We have an enemy in this life who lives only to steal, kill, and destroy (John 10:10).  Jesus tells us the devil was a murderer from the beginning (John 8:44).  He is pictured by Peter as a roaring lion, roaming about seeking whom he may devour (1 Pet. 5:8).  He is an opportunist, a smart + centuries-practiced adversary, an expert in human beings after years of studying and working to wreak havoc and destruction.  Like a lion, he would seek the weakest and easiest targets to devour.  What is weaker, what is more vulnerable and defenseless than a baby?

In his adolescent years, the enemy of his soul made other attempts to destroy him, to wipe out his joy, his effectiveness, his confidence.  He was successful for a season and inflicted some deep wounds.  Yet God’s hand was on Brandon’s life and over the course of the 10+ years I’ve known Brandon, I’ve seen God at work in him, pursuing, healing, guiding, restoring.  It’s been the privilege of my life to get to peek in on that process, to get to share in it and pray for him, knowing some of his private battles better than anyone else on this planet (as of course, he does the same for me in my own struggles + brokenness).

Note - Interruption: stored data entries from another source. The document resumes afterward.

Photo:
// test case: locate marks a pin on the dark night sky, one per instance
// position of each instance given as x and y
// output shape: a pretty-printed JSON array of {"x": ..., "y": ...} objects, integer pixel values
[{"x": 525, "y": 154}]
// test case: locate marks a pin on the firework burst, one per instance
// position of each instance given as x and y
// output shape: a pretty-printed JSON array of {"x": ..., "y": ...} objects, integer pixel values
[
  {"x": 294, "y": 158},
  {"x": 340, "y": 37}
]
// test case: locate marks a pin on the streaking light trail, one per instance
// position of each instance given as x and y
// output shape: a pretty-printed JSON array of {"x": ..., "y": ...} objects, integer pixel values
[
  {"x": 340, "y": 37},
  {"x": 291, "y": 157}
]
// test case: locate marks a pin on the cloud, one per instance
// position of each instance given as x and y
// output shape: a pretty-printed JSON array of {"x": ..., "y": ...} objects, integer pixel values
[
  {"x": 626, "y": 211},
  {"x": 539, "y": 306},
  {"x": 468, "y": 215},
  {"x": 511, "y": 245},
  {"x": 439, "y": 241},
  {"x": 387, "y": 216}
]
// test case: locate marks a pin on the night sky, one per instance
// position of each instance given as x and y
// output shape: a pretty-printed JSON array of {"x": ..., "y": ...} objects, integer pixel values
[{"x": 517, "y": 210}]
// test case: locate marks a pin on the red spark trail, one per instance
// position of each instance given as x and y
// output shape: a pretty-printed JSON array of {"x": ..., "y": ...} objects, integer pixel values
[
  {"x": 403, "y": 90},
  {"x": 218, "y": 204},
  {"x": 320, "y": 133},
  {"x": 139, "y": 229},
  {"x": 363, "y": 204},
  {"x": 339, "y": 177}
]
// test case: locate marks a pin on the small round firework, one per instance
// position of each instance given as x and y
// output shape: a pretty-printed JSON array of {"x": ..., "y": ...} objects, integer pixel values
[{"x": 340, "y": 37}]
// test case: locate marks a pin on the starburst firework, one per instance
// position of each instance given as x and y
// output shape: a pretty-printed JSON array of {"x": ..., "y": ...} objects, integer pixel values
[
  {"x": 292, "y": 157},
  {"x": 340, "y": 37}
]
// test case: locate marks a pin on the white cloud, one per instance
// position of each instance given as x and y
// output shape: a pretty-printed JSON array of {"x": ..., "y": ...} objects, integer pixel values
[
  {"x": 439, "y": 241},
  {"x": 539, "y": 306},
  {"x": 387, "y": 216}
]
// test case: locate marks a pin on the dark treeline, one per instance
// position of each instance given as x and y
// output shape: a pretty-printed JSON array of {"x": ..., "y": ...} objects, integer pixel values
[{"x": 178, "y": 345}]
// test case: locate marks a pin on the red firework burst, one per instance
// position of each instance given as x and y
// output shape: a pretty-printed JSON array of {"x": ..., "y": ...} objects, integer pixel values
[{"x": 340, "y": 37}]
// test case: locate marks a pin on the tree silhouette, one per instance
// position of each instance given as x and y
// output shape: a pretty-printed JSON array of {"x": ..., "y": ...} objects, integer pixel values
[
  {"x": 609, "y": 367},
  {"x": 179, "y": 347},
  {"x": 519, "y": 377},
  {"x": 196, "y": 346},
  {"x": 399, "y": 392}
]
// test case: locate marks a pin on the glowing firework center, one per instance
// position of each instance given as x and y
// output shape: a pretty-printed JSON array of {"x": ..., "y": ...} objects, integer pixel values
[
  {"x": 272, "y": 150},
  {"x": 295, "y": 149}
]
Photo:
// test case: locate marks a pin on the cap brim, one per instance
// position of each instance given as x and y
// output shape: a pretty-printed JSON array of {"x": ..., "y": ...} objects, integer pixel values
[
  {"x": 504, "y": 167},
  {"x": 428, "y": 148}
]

And now?  He’s one of the strongest guys I know.  I tease him that his legs are shorter because he was a premie and just grew sort of funny. 🙂  But he really is incredibly strong.  I’ve never known anyone like him when it comes to endurance.  Being that we’ve led multiple backpacking trips together and have been in some hairy situations, I’ve seen him persevere at great lengths and I’ve never seen him quit.  When more is asked of him, I see him consistently rise to the occasion.  When all of us are sick at home, typically he is the only one who doesn’t get it.  In fact, I can probably count the times he’s been really sick on one hand.  I tease him that he had to fight to survive from the beginning and it made him super strong.  There is always this part of him that was curious if he could have been a Navy Seal or a Ranger, wondering just what limits his endurance has.  He can go without sleep and without food and still be a normal, functioning human being.  He does not drink coffee (I know, see?  He’s crazy strong).  He is the primary one to get up in the night with our kids, and is often up early running long distances, training to run a marathon.  I repeat, he doesn’t drink coffee.  And not because he’s a snooty purist, he’s the least snobby person I know.  He just doesn’t like it.

I am so thankful for him and honestly can’t imagine doing life with anyone else.  Sure, we can drive each other crazy sometimes, as only people who passionately love each other can.  But we can have a lot of fun together, too.  He is such a sweet daddy, imperfect and growing, but his love for his kids runs deep.  He has always loved me even when I’ve been unlovable, always willing to give me the best.

So, happy birthday to this dude.  Just wanted to tell you a little about how special he is!  And a special thanks to his parents for doing such a stellar job raising up such a fine man.